Synaesthesia Magazine What Rose Wanted | Page 42

William Davidson Exhibition They’d arranged to meet on the steps of the art gallery. She was always late, he remembered. Thirty years before, she was always late for lessons but she did get away with it. Always late, he thought, as he glanced again at his watch. Thirty years apart and then they’d collided in Sainsbury’s. They’d talked of both moving south and both marrying and both now with teenage children and back in their home city and where had the time gone? “Let’s meet at the gallery,” she’d said, “like we always did in the holidays.” But now, as he waited on the steps, he wondered if they’d ever met at the gallery.

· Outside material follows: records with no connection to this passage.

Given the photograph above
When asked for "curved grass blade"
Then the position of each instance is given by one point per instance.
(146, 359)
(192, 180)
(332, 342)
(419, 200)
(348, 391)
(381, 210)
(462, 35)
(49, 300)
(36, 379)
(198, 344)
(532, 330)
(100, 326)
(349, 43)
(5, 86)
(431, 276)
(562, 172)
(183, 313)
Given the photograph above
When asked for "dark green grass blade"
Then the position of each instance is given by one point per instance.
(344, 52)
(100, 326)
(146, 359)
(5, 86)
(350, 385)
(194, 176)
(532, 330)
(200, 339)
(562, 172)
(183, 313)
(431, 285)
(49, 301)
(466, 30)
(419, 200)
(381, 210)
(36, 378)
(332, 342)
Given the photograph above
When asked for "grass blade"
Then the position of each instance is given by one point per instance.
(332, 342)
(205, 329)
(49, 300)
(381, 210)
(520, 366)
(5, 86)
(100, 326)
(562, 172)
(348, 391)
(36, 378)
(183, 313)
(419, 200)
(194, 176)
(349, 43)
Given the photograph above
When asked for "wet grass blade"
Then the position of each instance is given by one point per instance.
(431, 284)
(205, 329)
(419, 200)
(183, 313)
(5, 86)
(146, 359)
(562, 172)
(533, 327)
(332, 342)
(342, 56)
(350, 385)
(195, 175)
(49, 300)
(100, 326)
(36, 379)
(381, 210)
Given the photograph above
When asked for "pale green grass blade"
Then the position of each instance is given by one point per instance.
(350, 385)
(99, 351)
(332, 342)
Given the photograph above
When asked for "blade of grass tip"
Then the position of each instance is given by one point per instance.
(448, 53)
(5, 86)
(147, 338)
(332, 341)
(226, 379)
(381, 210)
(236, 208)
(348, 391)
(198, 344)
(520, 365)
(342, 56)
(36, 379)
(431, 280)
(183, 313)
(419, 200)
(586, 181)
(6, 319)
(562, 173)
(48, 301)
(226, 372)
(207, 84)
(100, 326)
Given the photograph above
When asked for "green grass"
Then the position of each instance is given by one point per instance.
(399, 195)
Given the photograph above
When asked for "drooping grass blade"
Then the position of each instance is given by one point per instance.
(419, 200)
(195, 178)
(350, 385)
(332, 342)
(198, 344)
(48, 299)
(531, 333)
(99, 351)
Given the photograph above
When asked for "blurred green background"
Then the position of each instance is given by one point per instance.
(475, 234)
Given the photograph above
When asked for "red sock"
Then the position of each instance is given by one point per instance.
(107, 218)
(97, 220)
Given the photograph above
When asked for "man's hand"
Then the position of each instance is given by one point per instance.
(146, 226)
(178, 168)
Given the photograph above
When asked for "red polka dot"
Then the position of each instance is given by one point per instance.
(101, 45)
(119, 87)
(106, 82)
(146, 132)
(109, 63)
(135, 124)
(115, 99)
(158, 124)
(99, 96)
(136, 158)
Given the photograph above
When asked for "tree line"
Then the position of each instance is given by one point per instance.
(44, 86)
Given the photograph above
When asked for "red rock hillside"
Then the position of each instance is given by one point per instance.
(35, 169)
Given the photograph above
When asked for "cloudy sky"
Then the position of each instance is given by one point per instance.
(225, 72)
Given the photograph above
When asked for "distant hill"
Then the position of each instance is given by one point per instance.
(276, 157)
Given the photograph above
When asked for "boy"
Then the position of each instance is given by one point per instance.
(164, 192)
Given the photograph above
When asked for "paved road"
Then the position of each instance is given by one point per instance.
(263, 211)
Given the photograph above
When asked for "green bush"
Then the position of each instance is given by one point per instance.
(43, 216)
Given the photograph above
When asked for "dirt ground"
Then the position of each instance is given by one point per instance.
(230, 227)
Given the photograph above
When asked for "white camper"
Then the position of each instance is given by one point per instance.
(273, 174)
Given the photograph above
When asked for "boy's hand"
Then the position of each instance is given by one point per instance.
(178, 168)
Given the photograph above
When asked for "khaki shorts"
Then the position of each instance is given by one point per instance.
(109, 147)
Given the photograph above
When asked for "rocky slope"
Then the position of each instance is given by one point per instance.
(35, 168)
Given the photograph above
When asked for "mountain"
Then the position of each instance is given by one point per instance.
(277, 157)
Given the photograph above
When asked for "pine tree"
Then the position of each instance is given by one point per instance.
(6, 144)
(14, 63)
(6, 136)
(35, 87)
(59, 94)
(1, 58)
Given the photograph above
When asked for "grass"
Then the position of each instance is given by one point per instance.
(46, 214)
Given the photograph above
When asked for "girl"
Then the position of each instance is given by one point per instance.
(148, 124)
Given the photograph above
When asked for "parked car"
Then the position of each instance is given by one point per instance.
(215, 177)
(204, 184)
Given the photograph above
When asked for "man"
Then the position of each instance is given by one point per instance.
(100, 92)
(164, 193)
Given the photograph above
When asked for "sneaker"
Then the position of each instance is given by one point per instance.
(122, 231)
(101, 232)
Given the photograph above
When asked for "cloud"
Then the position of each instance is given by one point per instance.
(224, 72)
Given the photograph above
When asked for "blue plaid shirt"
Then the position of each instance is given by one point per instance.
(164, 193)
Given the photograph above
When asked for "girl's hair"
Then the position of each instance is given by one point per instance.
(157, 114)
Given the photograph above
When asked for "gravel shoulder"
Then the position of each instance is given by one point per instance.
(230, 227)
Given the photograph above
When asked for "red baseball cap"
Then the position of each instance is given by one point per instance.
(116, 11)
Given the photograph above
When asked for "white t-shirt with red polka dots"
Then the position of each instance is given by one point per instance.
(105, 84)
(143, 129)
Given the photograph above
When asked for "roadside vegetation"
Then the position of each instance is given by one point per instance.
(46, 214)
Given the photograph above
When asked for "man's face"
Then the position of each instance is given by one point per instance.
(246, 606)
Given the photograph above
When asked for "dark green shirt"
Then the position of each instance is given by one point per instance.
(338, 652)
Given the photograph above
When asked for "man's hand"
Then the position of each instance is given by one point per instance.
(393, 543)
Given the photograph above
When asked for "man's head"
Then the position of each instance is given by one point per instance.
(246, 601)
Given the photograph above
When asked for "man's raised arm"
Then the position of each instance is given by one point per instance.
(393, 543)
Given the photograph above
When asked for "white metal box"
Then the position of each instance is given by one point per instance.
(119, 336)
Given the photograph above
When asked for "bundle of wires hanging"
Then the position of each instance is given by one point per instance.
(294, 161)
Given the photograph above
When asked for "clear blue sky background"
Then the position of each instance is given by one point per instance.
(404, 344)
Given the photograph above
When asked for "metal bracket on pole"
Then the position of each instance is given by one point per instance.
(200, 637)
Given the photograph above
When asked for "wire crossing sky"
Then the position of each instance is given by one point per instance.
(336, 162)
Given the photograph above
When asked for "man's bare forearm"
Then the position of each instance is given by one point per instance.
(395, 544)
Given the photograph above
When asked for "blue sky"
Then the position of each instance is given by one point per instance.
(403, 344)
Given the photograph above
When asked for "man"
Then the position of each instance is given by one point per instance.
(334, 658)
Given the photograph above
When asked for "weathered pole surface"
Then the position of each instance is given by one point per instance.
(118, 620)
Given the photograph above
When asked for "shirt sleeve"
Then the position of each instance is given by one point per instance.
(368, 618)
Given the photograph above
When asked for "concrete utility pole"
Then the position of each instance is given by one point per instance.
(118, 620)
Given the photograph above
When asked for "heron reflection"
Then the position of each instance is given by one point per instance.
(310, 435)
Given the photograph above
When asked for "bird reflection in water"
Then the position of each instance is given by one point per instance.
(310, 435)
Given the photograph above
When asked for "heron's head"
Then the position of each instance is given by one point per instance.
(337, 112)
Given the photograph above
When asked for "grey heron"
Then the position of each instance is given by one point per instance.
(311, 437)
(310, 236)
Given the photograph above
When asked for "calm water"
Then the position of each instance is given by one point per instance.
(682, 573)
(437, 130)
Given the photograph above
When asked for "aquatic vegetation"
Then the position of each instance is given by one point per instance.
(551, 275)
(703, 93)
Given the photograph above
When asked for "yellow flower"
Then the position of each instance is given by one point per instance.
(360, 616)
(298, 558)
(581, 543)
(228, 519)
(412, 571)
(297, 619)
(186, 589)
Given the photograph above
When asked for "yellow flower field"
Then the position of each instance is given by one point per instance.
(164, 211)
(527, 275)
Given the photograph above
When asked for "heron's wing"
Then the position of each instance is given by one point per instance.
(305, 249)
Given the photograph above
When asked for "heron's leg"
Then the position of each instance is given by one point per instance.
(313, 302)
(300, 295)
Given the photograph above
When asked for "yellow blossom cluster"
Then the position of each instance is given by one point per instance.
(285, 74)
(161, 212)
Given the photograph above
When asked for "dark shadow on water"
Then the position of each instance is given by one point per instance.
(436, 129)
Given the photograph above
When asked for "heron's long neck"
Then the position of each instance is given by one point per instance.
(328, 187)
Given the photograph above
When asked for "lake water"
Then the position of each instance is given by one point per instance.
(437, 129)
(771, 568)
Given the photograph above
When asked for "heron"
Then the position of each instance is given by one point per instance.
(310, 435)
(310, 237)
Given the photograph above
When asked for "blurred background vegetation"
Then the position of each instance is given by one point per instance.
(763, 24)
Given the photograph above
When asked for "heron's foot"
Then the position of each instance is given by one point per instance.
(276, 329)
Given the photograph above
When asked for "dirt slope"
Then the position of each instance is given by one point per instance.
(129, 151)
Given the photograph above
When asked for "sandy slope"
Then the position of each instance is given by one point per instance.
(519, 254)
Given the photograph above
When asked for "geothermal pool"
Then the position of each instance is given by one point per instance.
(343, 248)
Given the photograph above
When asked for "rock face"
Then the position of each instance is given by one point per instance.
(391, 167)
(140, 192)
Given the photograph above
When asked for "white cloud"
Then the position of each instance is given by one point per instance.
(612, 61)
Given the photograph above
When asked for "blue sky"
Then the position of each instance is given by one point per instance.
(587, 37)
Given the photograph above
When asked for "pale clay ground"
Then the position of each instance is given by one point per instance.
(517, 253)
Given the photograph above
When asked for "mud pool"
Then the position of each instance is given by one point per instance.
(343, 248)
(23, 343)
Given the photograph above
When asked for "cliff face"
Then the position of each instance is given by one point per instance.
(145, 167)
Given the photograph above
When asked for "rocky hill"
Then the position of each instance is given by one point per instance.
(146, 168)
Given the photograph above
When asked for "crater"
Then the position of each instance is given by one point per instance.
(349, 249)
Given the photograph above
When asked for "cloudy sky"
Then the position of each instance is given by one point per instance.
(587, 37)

Maybe he’d been a handful of times with his parents as a small boy, but as a teenager, when he knew Rose? Really, never. “So sorry,” she said. “Am I very late? We used to meet right here, didn’t we? And you’d be fiddling with your packet of Camels, wondering if lighting one would magic me up!” He’d certainly smoked Camels, but not on the steps of the gallery, not waiting for Rose, never there, never then. “Did I?” he said. “Oh yes, you did. And you did magic me up, didn’t you? It always worked.” He’d never magicked her up. Surely. “William Etty in the main gallery!” she said. “We can have a good dose of Etty like we always did.” “Did we?” he said. “Oh yes. We loved the hugeness and all the flesh,” she said, “and the dark, dark, distant horizons.” “Did we?” he said. “Oh yes we did,” she said, holding his hand for a second.